Re: Principle of Orthogonal Design

From: JOG <jog_at_cs.nott.ac.uk>
Date: Sun, 20 Jan 2008 13:35:04 -0800 (PST)
Message-ID: <c324c654-1373-43d2-adc7-da249a0d7400_at_i72g2000hsd.googlegroups.com>


On Jan 20, 12:40 pm, Jan Hidders <hidd..._at_gmail.com> wrote:
> On 19 jan, 16:55, mAsterdam <mAster..._at_vrijdag.org> wrote:
>
>
>
> > Jan Hidders wrote:
> > > mAsterdam wrote:
> > >> Jan Hidders wrote:
> > >>> mAsterdam wrote:
> > >>>> Jan Hidders wrote:
> > >> ...
> > >>>>> Anyway, the stronger POOD that requires that headers are distinct
> > >>>>> sounds like nonsense to me.
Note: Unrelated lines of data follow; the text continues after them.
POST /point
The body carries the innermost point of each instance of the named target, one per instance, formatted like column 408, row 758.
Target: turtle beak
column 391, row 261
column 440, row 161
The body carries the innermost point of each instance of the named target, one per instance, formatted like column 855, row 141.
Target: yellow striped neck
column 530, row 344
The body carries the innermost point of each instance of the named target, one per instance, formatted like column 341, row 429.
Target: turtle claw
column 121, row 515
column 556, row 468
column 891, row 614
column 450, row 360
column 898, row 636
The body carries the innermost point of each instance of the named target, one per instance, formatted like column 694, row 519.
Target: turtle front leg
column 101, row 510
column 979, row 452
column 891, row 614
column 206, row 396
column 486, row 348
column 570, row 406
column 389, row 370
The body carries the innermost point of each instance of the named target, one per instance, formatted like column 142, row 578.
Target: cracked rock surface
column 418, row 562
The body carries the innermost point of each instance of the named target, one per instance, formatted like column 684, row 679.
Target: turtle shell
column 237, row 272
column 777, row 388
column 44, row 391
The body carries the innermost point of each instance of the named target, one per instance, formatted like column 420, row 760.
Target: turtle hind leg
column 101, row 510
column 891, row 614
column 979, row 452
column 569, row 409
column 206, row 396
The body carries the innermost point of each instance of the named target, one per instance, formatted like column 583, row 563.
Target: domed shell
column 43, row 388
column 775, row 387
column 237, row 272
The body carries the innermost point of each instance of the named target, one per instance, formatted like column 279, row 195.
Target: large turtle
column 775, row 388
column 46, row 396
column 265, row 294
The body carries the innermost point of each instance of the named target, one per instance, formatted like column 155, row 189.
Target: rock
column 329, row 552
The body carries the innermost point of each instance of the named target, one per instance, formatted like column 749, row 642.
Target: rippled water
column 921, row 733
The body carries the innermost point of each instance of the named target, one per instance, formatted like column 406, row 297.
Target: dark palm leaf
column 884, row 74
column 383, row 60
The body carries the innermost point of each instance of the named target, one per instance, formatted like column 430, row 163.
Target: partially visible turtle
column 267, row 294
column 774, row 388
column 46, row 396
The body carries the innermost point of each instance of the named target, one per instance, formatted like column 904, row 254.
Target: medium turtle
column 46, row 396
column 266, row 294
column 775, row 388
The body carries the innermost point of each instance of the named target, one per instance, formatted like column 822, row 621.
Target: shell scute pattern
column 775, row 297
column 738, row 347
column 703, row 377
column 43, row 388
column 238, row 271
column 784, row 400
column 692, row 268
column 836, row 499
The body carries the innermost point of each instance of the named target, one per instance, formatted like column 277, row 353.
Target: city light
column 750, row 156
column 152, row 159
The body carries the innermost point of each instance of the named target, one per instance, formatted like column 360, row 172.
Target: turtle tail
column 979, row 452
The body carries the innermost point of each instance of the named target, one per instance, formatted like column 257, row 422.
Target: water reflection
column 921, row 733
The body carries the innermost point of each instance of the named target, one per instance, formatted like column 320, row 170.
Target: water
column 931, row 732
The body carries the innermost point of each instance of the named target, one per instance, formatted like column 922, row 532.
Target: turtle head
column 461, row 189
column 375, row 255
Why would R(A, B) be a worse design than
> > >>>>> R(R_A, R_B)?
> > >>>>> The weaker POOD looks more interesting to me. I even found a published
> > >>>>> paper about it:
> > >>>>>http://www.wseas.us/e-library/conferences/2006madrid/papers/512-451.pdf
> > >>>> Unfortunately the link times out.
> > >>> Hmm, not for me. But to help you out:
> > >>>http://www.adrem.ua.ac.be/bibrem/pubs/pood.pdf
> > >> Thank you for helping me out by providing the document.
>
> > >> I started reading "Extended Principle of Orthogonal Design"
> > >> by Erki Eessaar
>
> > below: EE
>
> > >> User defined datatypes (UDT) give the designer of a database
> > >> more decisions, more room for wrong decisions.
> > >> Row-, array-, reference-, multiset collection types
> > >> - choices, choices, choices.
> > >> How to deal with that freedom?
> > >> Enter the Principle of Orthogonal Design (POD):
> > >> If you have a tuple-type, make sure to have only one base
> > >> relvar for recording that tuple-type.
>
> > > Hmm, I would call that the strong POOD (or strong POD), and that, I
> > > would agree, seems to make no sense.
>
> > We agree on that, that is clear.
> > So ok, but - from the huge category of easily asked but
> > hard to answer questions: - why?
>
> > Why doesn't the (strong) PoOD make sense to you?
>
> It is at the same time too strong and too weak. It is too strong
> because it forbids cases where there is in fact no redundancy, and at
> the same time allows cases where there is redundancy. Moreover, you
> can always trivially satisfy it by renaming R(a,b) to R(r_a,r_b). How
> exactly does that improve the design?

Well this is an interesting question, because I am yet to see any reason as to why it be beneficial, but can see how it makes life harder given that it prevents a union without a preceding rename.

I find the example of phone numbers useful (a scenario also discussed on TTM lists a while back): for a selection of propositions discussing people's work, home and mobile numbers is it possible to state a consistent preference for a schema from:

  1. Contacts = {phone_type, name, number}
  2. Home = {name, number} Work = {name, number} Mobile = {name, number}

I find it interesting that the PoOD recommends 1, the option that I believe most designers would intuitively go for, but that in its 'strong form' also suggests that 2 is perfectly satisfactory if roles are simply renamed as:

Home = {name, home_number}
Work = {name, work_number}
Mobile = {name, mobile_number}

Without any evidence of improvement this might confer to view updating, I certainly see little sense therein. However, I wonder if there is not a preferable guideline that also recommends 1 along the lines of eliminating application bias (a Principle of Bias Elimination perhaps). Such a guideline would also reject other feasible schema such as,

Toms_numbers = {type, number}
Franks_numbers = {type, number}
etc...

that one might never realistically consider, but differ little conceptually to a Home, Work, Mobile divisions, suggesting instead that if it is possible for propositions to be collectivized under a single predicate, then they should be?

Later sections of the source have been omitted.